History
- Name: 1939–1939 MV Princess Victoria; 1939–1940 HMS Princess Victoria;
- Owner: 1939–1939: London Midland and Scottish Railway
- Operator: 1939–1939: London and North Western Railway; 1939–1940: Commissioned fleet;
- Port of registry: Stranraer
- Route: Stranraer - Larne
- Builder: William Denny and Brothers, Dumbarton
- Yard number: 1333
- Launched: 21 April 1939
- Identification: Official number: 34674
- Fate: Mined and sunk 19 May 1940

General characteristics
- Type: Steel Motor Vessel
- Tonnage: 2,197 GRT
- Length: 322.0 feet (98.1 m)
- Beam: 48.1 feet (14.7 m)
- Depth: 13.0 feet (4.0 m)
- Installed power: 2 Sulzer 7TS48
- Propulsion: 2 screw
- Speed: 19 kn
- Capacity: 875 (1st), 542(3rd), 24-64 cars
- Armament: 244 Mines
- Notes: 1st stern-loading cross channel car ferry; Fitted with bow rudder;

= MV Princess Victoria (1939) =

MV Princess Victoria was the first British stern-loading cross-channel car ferry. Two months after entering service, it was requisitioned by the Admiralty and converted to a Minelayer. It was sunk by a mine on 19 May 1940.

==Construction==
The ship was built as a purpose built car and passenger ferry by William Denny & Bros of Dumbarton, Scotland for the London Midland and Scottish Railway. She is understood to have been the first stern loading cross-channel car ferry with a capacity variously quoted at between 24/64/80 cars and with two 20 ft turntables to assist loading and unloading. Passengers and livestock could be loaded via sidedoors.

The ship and special berthing facilities at Larne and Stranraer cost nearly £200,000.

==Service==
The ship way allocated to the Stranraer - Larne route and entered service on 8 July 1939.

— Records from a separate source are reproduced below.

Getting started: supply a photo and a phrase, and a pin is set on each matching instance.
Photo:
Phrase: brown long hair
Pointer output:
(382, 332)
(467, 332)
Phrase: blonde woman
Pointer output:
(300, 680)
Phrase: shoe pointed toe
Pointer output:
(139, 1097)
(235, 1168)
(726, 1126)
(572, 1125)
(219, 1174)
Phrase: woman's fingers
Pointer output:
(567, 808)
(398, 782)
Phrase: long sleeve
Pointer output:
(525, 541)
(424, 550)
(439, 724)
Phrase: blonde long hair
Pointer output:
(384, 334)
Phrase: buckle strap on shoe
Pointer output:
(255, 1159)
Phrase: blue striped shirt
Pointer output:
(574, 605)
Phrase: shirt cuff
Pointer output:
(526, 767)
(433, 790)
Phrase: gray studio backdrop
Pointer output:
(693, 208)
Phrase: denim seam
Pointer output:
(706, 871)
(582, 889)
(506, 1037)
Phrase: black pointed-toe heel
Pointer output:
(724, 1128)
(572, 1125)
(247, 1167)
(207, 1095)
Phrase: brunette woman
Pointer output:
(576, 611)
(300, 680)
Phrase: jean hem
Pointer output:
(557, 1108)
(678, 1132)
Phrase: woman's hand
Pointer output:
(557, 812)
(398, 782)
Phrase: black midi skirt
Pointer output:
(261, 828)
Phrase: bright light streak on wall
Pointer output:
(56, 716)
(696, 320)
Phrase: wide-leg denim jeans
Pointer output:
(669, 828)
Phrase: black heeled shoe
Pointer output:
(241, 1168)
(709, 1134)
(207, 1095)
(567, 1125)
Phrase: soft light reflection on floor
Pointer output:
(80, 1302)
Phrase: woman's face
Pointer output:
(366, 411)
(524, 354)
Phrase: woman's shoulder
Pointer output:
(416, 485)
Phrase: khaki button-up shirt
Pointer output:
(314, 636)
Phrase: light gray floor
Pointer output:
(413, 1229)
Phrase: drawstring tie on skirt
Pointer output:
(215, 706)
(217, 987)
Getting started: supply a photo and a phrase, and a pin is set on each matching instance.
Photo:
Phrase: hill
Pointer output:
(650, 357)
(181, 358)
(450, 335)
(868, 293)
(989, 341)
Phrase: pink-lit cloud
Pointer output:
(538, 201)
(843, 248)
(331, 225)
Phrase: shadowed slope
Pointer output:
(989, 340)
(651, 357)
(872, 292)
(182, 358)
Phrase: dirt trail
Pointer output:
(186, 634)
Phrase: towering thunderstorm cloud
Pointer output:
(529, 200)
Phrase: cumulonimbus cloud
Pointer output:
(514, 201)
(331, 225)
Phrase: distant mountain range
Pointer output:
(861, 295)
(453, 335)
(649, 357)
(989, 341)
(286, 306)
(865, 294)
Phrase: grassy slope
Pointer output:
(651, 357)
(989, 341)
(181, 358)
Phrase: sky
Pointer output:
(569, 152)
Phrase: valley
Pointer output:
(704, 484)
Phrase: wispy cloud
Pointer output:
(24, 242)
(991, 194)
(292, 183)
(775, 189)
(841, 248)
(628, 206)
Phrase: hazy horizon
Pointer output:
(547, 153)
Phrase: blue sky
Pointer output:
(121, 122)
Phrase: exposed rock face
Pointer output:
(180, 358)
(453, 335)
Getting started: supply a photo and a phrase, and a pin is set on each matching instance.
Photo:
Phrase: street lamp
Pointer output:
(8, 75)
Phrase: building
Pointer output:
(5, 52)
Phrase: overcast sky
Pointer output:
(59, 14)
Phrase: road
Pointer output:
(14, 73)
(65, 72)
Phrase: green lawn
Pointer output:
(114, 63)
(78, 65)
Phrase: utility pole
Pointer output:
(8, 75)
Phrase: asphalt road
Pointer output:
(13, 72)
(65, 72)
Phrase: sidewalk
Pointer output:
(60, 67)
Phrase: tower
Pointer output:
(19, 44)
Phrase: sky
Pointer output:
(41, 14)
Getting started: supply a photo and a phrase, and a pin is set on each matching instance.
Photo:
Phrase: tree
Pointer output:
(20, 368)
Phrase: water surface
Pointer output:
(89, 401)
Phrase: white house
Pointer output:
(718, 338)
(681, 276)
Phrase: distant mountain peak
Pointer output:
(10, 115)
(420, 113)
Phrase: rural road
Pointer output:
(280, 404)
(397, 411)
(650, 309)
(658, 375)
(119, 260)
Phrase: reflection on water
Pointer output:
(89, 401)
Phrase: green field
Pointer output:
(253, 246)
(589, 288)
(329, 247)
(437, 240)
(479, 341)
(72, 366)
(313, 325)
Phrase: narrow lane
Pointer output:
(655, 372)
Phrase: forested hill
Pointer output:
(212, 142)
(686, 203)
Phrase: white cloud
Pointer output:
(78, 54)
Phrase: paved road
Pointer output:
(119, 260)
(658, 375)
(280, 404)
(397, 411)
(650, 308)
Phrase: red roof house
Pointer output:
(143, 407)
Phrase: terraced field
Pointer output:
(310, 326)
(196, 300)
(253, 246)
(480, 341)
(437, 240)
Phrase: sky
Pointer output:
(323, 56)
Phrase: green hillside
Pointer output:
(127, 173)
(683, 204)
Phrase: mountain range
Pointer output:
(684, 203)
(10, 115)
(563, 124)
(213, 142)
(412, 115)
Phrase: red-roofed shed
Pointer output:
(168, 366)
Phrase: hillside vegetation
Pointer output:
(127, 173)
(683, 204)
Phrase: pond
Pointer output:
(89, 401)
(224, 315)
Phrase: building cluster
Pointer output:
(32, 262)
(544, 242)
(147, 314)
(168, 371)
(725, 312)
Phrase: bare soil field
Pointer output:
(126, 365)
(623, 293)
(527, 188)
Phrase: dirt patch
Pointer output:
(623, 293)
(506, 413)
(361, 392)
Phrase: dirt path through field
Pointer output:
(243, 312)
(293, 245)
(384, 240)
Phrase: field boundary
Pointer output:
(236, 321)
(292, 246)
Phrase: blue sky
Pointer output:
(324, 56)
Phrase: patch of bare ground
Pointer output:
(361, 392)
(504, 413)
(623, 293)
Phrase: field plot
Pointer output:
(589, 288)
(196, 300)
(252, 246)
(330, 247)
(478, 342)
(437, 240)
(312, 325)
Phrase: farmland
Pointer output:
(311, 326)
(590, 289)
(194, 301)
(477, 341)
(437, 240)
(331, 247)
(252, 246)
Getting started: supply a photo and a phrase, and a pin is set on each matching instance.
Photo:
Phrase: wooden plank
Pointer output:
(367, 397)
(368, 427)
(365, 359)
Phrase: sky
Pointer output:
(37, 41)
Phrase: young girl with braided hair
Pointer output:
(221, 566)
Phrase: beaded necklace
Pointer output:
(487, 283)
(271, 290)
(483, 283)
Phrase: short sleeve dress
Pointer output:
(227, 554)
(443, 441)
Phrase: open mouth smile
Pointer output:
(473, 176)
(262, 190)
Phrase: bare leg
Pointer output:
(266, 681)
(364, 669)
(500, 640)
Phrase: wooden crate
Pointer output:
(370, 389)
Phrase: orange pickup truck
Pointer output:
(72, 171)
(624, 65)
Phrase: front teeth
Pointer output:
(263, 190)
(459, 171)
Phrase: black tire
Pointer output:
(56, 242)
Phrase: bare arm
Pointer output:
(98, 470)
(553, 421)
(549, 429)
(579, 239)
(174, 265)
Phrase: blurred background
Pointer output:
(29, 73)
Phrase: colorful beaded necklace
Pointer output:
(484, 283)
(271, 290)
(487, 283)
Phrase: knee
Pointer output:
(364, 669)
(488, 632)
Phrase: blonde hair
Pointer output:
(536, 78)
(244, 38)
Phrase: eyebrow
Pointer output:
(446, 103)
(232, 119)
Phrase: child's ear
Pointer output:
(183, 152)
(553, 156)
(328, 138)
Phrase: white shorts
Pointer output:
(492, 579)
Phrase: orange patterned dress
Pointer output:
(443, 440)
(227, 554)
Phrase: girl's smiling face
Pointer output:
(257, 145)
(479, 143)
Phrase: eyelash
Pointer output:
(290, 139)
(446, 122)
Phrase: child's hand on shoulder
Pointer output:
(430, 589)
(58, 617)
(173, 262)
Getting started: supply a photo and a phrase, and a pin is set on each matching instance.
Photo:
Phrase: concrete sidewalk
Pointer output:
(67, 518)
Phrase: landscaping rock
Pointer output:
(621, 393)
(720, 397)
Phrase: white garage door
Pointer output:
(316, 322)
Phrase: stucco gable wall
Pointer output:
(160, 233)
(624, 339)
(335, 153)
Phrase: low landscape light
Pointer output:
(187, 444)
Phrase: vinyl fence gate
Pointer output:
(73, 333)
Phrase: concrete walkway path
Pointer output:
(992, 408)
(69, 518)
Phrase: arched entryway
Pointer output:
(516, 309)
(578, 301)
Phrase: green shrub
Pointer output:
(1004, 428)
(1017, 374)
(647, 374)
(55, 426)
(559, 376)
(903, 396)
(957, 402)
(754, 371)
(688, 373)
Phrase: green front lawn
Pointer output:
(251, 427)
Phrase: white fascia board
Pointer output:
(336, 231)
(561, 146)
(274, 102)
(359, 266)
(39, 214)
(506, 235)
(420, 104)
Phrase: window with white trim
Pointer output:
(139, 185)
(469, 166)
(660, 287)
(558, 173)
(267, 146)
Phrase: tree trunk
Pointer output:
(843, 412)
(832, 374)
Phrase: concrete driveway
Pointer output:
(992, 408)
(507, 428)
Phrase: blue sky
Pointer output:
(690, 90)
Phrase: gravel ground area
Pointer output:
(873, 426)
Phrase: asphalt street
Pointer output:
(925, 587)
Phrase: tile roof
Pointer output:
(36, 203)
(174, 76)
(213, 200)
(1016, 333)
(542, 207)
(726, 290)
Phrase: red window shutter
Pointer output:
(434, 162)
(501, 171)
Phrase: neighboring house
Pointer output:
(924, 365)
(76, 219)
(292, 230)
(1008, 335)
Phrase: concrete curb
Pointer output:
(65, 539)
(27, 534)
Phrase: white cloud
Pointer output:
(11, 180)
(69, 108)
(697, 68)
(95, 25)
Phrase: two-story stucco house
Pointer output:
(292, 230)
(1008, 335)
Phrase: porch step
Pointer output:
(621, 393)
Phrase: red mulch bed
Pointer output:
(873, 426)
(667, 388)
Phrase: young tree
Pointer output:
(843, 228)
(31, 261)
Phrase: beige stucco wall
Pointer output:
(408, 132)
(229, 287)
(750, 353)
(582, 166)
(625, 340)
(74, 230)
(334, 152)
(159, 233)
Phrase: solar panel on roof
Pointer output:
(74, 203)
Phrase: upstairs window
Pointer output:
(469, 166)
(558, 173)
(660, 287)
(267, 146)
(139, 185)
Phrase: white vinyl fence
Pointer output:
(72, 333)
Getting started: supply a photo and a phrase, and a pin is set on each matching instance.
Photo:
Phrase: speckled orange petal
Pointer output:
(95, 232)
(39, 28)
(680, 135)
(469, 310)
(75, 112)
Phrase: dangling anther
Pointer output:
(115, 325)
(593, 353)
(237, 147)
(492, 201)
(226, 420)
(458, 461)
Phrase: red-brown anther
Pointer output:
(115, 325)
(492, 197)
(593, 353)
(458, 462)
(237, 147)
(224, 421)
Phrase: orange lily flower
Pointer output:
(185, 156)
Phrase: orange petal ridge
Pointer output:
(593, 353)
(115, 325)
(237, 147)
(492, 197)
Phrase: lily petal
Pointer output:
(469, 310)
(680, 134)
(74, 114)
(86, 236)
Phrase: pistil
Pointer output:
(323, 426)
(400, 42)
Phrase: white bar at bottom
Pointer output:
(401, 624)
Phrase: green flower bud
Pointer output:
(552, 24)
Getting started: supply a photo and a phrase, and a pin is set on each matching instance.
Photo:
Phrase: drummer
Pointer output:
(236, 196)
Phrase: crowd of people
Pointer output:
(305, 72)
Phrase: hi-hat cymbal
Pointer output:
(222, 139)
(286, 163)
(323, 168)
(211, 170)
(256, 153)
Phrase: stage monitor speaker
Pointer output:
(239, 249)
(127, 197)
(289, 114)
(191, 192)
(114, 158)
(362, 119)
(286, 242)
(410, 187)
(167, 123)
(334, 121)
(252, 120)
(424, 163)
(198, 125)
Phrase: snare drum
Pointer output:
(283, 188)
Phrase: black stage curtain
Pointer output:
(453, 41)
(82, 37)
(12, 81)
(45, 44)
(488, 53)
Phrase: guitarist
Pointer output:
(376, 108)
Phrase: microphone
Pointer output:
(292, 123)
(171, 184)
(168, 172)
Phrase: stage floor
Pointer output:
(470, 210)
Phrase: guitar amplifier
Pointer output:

In September 1939, after just two months service, Princess Victoria was requisitioned and converted to an auxiliary minelayer. She was commissioned as HMS Princess Victoria and given the pennant number M03. She had a capacity of 244 mines. During her short service she laid 2756 mines.

==Fate==
After laying a minefield off the Dutch coast she struck a mine on the voyage home at the entrance to the Humber Estuary on 19 May 1940 and sank with 36 crew lost and 85 rescued.

==Successor==
Following the Second World War it was replaced by a near identical ship of the same name built in 1946 which was to sink in the North Channel east of Belfast with 135 fatalities, during the North Sea flood of 1953.